La maturità «light» alza il voto medio

da Il Sole 24 Ore

di Eugenio Bruno e Claudio Tucci

Chissà se il ritorno dell’ammissione per la maturità di giugno basterà, da solo, a rendere l’esame 2021 diverso da quello svolto in maniera «light» già lo scorso anno. E, magari, meno generoso nei voti. Nel 2020, alla prima maturità semplificata dell’era Covid e al via libera generalizzato ex lege per tutti gli studenti, è seguito un aumento, altrettanto generalizzato degli esiti finali. Quantificabile in 4,6 punti in più rispetto al 2018/19 pre-pandemia.

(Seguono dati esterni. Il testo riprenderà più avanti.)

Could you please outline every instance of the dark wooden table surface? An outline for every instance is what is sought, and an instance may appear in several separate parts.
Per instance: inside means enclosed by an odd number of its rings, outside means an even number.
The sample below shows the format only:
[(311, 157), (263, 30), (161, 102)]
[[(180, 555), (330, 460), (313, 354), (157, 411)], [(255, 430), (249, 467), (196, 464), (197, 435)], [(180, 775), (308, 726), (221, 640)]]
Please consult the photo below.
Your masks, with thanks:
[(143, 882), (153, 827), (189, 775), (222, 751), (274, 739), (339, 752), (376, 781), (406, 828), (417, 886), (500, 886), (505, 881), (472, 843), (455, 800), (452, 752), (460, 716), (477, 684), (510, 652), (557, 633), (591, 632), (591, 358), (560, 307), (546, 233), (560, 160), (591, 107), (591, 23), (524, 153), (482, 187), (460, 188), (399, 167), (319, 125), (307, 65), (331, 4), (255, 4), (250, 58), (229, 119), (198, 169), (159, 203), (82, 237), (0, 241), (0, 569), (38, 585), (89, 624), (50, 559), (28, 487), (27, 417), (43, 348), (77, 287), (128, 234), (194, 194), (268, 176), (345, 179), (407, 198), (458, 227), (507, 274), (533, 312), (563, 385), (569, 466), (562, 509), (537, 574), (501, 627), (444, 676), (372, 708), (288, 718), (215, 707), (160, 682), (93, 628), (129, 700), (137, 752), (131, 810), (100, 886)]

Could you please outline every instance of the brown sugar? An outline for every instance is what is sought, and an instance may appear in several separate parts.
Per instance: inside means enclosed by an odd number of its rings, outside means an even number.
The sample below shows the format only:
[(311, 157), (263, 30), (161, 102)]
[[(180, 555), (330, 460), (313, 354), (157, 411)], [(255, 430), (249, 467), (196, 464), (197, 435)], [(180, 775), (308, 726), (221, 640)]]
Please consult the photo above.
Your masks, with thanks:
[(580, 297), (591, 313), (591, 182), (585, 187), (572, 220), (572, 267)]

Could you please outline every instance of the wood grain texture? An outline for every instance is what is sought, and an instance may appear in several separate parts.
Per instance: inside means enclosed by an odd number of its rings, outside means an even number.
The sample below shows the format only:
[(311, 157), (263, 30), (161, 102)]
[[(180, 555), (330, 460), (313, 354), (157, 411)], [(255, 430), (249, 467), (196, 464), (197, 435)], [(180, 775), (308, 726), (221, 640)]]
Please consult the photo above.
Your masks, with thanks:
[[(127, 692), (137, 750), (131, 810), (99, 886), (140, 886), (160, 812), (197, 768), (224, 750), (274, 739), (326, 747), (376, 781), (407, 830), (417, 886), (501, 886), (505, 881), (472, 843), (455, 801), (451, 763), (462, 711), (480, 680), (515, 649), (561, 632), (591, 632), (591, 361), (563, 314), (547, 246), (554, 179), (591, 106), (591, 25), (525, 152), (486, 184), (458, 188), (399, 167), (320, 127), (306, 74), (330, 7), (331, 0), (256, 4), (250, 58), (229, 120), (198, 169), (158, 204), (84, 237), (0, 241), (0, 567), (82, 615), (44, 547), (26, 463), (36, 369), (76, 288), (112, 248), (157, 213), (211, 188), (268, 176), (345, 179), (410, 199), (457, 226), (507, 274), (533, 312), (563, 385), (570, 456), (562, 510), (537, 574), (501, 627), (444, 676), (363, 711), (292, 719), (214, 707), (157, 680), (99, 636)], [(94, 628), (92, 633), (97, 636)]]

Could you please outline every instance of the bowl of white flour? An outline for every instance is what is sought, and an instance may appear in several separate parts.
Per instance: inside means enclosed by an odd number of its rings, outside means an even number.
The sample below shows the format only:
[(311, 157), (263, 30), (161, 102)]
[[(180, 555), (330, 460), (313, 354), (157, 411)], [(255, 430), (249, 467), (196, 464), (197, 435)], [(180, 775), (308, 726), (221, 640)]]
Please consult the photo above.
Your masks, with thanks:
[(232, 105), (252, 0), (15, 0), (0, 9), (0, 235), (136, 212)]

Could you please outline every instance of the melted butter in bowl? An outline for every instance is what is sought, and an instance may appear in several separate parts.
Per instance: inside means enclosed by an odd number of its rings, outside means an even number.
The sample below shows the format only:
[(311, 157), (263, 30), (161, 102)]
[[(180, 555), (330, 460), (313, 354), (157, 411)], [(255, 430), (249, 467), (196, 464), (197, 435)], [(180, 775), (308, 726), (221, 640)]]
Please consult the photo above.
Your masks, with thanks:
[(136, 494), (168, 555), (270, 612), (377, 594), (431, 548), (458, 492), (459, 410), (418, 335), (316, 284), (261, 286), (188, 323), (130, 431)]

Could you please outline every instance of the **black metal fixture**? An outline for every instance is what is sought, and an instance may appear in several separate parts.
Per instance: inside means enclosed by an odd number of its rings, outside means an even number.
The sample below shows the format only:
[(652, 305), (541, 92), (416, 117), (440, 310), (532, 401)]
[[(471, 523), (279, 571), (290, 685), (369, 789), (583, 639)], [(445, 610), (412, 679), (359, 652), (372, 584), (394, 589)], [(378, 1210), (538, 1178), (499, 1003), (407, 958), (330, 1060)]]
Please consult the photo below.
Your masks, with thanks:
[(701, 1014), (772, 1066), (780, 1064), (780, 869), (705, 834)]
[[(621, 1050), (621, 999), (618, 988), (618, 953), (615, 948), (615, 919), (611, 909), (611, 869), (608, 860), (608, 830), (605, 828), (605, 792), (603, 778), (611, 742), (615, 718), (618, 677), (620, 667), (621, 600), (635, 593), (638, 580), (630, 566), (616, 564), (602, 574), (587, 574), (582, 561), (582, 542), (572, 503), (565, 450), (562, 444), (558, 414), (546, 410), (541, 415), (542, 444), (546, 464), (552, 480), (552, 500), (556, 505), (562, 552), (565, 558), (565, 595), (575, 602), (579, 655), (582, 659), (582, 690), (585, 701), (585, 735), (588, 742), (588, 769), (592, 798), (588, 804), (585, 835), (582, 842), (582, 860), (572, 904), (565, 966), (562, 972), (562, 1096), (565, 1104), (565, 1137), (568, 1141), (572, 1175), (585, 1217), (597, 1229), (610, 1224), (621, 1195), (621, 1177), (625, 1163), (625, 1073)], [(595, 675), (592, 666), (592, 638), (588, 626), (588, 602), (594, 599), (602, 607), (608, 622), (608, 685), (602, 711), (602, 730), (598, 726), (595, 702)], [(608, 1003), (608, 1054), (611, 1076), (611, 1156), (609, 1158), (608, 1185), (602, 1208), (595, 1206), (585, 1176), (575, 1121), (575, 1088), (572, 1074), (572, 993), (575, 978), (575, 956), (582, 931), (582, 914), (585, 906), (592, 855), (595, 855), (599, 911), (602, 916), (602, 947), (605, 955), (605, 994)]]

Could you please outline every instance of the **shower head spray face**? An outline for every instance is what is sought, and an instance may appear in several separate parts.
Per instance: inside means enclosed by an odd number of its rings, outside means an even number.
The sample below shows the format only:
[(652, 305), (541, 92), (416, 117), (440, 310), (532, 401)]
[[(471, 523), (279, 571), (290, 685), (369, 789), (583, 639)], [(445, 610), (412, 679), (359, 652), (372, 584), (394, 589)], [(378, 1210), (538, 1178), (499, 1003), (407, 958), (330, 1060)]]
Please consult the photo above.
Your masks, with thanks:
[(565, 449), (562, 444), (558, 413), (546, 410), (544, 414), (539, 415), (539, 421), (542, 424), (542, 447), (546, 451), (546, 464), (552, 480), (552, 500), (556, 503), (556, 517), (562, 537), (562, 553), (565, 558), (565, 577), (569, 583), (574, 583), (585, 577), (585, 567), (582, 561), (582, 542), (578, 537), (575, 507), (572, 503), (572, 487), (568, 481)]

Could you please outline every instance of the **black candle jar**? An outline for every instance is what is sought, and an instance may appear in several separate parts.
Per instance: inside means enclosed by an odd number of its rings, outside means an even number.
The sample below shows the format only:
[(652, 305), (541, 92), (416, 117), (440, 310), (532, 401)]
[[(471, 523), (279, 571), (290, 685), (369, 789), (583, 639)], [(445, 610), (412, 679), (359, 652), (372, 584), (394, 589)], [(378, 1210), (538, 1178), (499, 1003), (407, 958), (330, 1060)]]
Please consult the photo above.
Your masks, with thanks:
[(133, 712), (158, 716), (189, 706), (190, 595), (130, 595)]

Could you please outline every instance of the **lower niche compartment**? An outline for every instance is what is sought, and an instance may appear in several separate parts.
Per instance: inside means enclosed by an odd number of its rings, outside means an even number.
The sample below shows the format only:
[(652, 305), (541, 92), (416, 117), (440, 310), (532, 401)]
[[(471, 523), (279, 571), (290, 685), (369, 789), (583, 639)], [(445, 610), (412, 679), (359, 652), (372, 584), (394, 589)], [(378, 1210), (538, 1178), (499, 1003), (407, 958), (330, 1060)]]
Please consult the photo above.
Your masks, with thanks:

A dirlo è uno studio dell’Invalsi, su dati dell’Istruzione, che Il Sole 24 Ore del Lunedì è in grado di anticipare e che arriva alla vigilia dell’ordinanza con cui il ministro Patrizio Bianchi, suggellerà il bis a grandi linee del modello emergenziale usato 12 mesi fa: unica prova orale di 60 minuti che parte da un elaborato scritto sulle materie di indirizzo.

Lo studio dell’Invalsi

I ricercatori dell’istituto di valutazione hanno esaminato le serie storiche degli esami di Stato dal 2013-2014 al 2019-2020. Con risultati sorprendenti soprattutto se si considerano tutti gli studi internazionali che stanno certificando come a una sospensione della didattica a distanza e alla sua sostituzione con le lezioni on line stia seguendo, a tutte le età, un calo degli apprendimenti. Fino al 2018-2019 i voti medi sono piuttosto lineari. Ma nel 2019/20 – quando la maturità è stata semplificata, con l’abolizione dei due scritti e il mantenimento di un colloquio in 4 step, compreso l’elaborato sulle materie d’indirizzo di fronte a una commissione tutta interna con il solo presidente esterno – lo scenario cambia. E la manica dei commissari diventa “ultra larga” con aumenti del 6% in tutte le regioni così da annullare anche le tradizionali differenze sui giudizi tra Nord (più rigoroso) e Sud (più generoso). Un balzo che, secondo l’Invalsi, è dovuto in primis al venir meno dell’effetto “calmierante” delle prove scritte che, in genere, assicurano un maggior ancoraggio del giudizio alla prestazione effettiva degli studenti. Da qui l’auspicio che valutazione interna sia bilanciata da quella esterna, per assicurare ai voti di maturità un minimo di credibilità. Tanto più che già da anni la percentuale di “maturi” sfiora il 100% (il 99,5% l’anno scorso). A giugno 2020 un diplomato su 2 ha ottenuto più di 80 e le lodi sono salite a 12.129.

L’ordinanza in arrivo

Il film potrebbe ripetersi alle prove in calendario a partire dal 16 giugno alle ore 8.30. A giudicare dall’ordinanza ministeriale che ha incassato venerdì scorso l’ok del Consiglio superiore della pubblica istruzione (Cspi) e che è attesa ad horas. I punti di contatto con il modello del 2020 sono parecchi: una commissione d’esame con 6 membri interni e il presidente esterno; un colloquio in 4 fasi, che parte da un elaborato sulle materie di indirizzo (latino/greco al liceo classico, matematica/fisica allo scientifico eccetera) e prosegue con l’analisi di un testo d’italiano scelto dalla commissione, la discussione sugli altri materiali predisposti dal consiglio di classe e il racconto delle esperienze di Pcto (l’ex alternanza scuola lavoro); il curriculum vale 60 punti (di cui 18 in terza, 20 in quarta e 22 in quinta) e l’orale 40; niente obbligatorietà – a proposito di raccordo tra valutazione interna ed esterna – delle prove Invalsi e deroga alle ore minime di Pcto. Oltre che sul ritorno dell’ammissione sulla base dei giudizi del consiglio di classe (anche sulla new entry Cittadinanza e costituzione) le speranze di discontinuità sembrano affidate allora all’elaborato di partenza. Che Bianchi si immagina come una mini-tesi. Lo studente conoscerà entro il 30 aprile il tema da approfondire e avrà un docente tutor con cui confrontarsi prima dell’invio definitivo via mail del lavoro entro il 31 maggio. Chi non lo farà dovrà comunque discutere oralmente lo stesso argomento e verrà penalizzato al momento del voto finale.